Like sad Terrance Stamp, for much the same reasons in THE COLLECTOR. I pretended I was a morning. I was safe. I was in snow school forever, and somebody loved me. Someday I knew it, so I turned my back to the mirror at my hips; my spine. I felt my head caressing my heart. I felt myself masturbating, slowly, and it was pink and I was safe. And I was deeply happy.

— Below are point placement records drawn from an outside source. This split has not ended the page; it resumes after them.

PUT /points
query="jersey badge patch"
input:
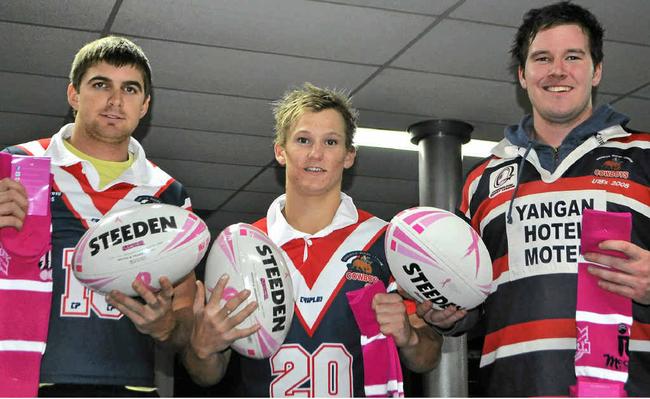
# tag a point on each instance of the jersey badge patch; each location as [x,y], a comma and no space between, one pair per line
[613,166]
[503,179]
[360,266]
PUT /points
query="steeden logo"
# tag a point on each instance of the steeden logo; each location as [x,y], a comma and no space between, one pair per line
[5,258]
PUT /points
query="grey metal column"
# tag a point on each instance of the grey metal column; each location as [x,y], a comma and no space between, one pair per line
[440,180]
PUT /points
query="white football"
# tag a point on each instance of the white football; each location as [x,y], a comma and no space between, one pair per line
[435,255]
[255,263]
[144,242]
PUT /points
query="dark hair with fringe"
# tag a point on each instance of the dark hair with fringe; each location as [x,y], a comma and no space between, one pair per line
[563,13]
[114,50]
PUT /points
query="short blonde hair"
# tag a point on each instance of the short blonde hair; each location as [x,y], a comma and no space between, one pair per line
[294,103]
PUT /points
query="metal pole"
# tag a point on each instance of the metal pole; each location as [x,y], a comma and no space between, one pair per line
[440,180]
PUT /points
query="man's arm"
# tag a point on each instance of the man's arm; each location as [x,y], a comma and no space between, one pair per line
[419,346]
[13,203]
[166,316]
[207,353]
[628,277]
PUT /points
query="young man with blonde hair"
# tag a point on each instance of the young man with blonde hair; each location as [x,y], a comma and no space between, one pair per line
[313,221]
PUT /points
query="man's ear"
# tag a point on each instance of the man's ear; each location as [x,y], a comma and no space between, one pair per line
[145,106]
[598,74]
[73,97]
[279,154]
[350,156]
[521,73]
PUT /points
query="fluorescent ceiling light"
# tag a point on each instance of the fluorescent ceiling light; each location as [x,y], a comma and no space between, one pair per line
[366,137]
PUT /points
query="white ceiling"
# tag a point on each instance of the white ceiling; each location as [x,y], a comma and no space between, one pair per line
[218,65]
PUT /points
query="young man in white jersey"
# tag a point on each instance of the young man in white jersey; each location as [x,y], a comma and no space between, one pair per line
[91,348]
[314,133]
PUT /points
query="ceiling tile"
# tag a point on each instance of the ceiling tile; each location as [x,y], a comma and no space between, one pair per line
[77,14]
[211,112]
[282,26]
[225,148]
[382,162]
[645,92]
[226,71]
[35,49]
[249,202]
[204,175]
[207,198]
[621,76]
[383,210]
[484,49]
[624,20]
[502,12]
[269,181]
[21,128]
[33,94]
[416,6]
[217,221]
[441,96]
[383,190]
[637,109]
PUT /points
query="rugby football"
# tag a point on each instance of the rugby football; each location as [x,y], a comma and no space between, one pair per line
[435,255]
[145,242]
[253,262]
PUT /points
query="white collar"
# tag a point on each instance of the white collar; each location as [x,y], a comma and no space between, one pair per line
[281,232]
[139,173]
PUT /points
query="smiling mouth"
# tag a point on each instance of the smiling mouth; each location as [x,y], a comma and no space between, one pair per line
[112,116]
[558,89]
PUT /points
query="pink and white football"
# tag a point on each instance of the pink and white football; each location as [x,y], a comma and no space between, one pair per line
[255,263]
[435,255]
[145,242]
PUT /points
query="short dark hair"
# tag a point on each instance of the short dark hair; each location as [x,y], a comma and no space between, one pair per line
[114,50]
[562,13]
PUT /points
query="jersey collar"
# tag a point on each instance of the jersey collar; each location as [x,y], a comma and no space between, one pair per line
[281,232]
[139,173]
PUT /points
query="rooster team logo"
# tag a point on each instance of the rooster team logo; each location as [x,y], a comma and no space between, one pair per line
[503,179]
[613,166]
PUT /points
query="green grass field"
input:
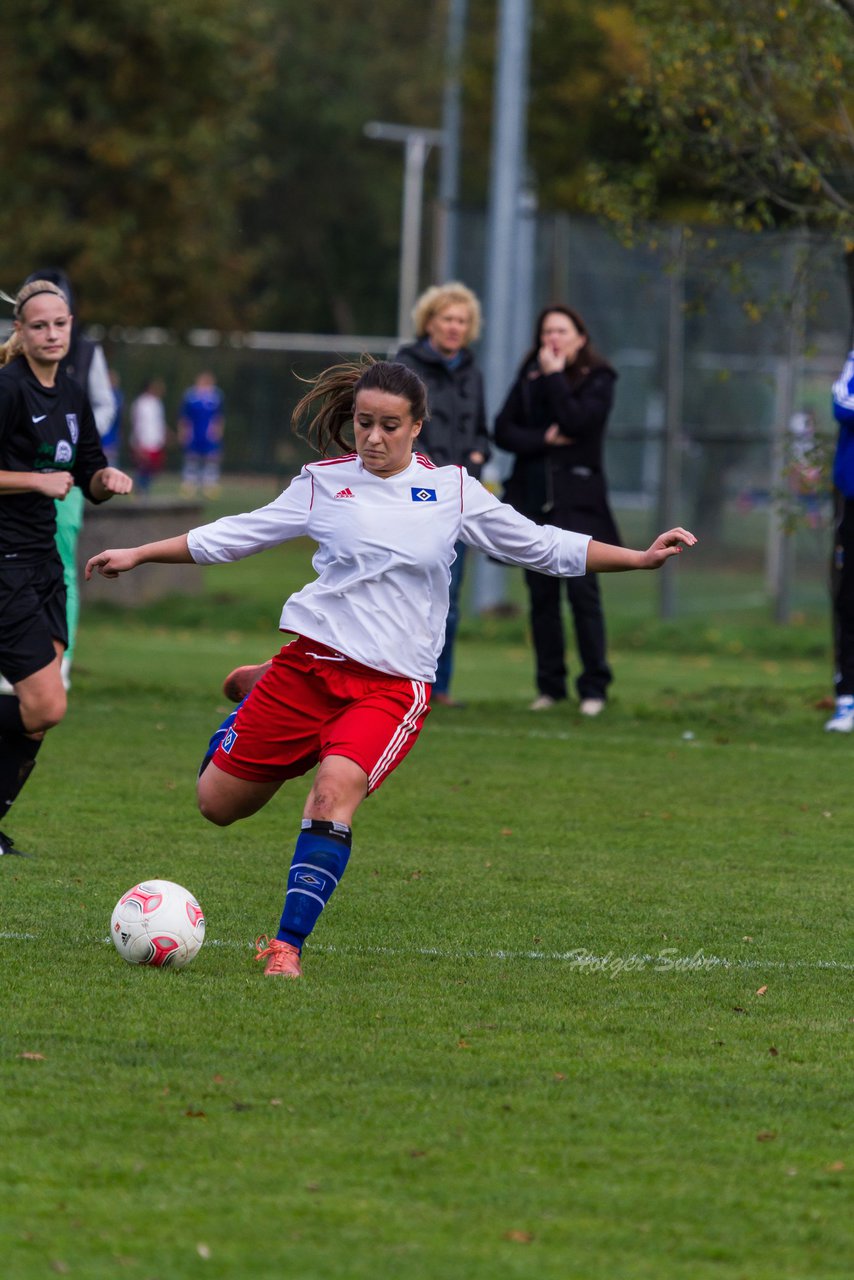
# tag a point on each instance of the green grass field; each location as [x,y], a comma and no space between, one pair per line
[579,1010]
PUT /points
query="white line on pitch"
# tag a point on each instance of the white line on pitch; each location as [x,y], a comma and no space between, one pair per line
[578,958]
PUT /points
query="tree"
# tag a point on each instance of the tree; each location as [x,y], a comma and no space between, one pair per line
[747,114]
[128,137]
[327,219]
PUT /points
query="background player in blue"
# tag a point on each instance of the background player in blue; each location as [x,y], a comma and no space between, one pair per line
[49,442]
[351,693]
[843,563]
[201,424]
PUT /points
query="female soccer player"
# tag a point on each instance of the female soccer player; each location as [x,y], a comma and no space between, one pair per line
[48,443]
[351,693]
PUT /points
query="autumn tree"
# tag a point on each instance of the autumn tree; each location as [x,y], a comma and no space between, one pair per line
[747,114]
[127,141]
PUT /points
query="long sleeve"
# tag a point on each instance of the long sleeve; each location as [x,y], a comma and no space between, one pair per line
[237,536]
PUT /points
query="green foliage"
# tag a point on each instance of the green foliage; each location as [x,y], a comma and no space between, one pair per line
[127,140]
[747,110]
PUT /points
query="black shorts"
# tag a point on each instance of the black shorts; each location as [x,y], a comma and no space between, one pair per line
[32,615]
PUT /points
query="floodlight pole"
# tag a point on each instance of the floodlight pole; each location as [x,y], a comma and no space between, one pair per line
[416,144]
[448,246]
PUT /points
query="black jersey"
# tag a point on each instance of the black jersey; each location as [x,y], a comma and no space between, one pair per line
[41,429]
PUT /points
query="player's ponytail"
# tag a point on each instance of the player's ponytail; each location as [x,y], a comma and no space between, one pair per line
[325,412]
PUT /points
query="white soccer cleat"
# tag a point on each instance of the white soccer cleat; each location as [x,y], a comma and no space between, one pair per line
[843,718]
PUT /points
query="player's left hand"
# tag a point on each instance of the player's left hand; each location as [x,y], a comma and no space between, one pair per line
[666,545]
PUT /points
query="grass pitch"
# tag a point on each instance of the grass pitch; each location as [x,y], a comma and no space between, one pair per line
[579,1009]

I sighed; I held myself to throbbing. I pushed myself--penis-- balls to the mirror, to the tree. I had always wanted something--not knowing what--something not existing yet--for Christmas. There was no difference between reading a Christmas story from the Reader's Digest collection or a Christmas Carol or Christmas Eve services at church and sexuality. I pumped my groin hard. I was a hammock in a hard wind blowing first and back first and forward at myself ready to come now knot of orgasm ready to come now feel it filled the whole body tied tight center of me. My whole existence was concerned with one particular device one particular action direction masturbation coming. My eyes latent with lust, I walked further to the tree to the mirror. I said, I love you and my hand felt my come by come my come as spurts in my dick grew bigger it spurted hard and harder white white come as though the my knees. The Kleenex around my cock head. I bit my lips.
Though the room was cold. I perspired I caressed my cock, my tits, as I fell to the carpet of green. I was shuddering my short hairs were wet with cum. I looked cautiously around the floor to be sure I caught all of it. But no telltale stains left. I held the Kleenex in my left hand, made sure the cum was over, went to the bathroom and flushed it away.
I believed in Christmas, though Christmas morning was always quite horrible. And I'd never told anyone before this -- -- my Christmas ritual. I believed in God, then. And in Jesus and the Christmas story and in church on Sunday morning. There was a boy sitting in front of me always there. I loved him; he had blonde hair a very thin mortal neck, thin shoulders, and little moles on the back of his neck, as did Deirdre in "Silent Snow, Secret Snow," though his did not form a constellation as did hers, and he was beautiful. I listened to the sermon by preacher whom I liked enormously as I watched the boy.
I went through the rituals of teenagers. Not with another person, it never occurred to me that another person could ever be involved with me -- -- never. I stayed naked in front of the Christmas tree and mirror a long time. Then lay on the floor on my side. I wrote myself all over; I said, you're okay. I didn't dare go to sleep for fear of being caught. I dressed in my thick pajamas, got back to bed, covered up, then three times that night, like always, woke, went to my cherry wood desk, to be sure and have all of my homework done, even though it was Christmas break.
Somewhere around this time, my mother got a home movie camera. I was just getting out of the bathtub, and she opened the bathroom door quickly ran in and filmed me standing up in the tub; a towel quickly protected my genitals. I screamed, the lack of sound on the film didn't save me. I smiled goofily and hid my face and she laughed and went back out of the bathroom.
Even though she showed the film of me, almost naked, to friends or relatives and my friends in summer, I had grown somewhat proud of it. In bed now, I stretched my crotch, as far as it would go. I rubbed my nipples. I pinched them, I giggled. I was such a good boy. I never cursed or smoked or drank. I never ran through people's lawns in summer time or through people's flowerbeds. I closed my eyes and remembered the delicious deep pie fulfillment and warm satiation of how my penis coughed a little more, as I wiped it off; thinking as sleep took me--how amazing even I get to do this. Even I am allowed, though unhallowed. It's built in. Thank you God.
Lonely boys after all, get the requisite amount of doing lonely things. And sometimes lonely things can be quite beautiful.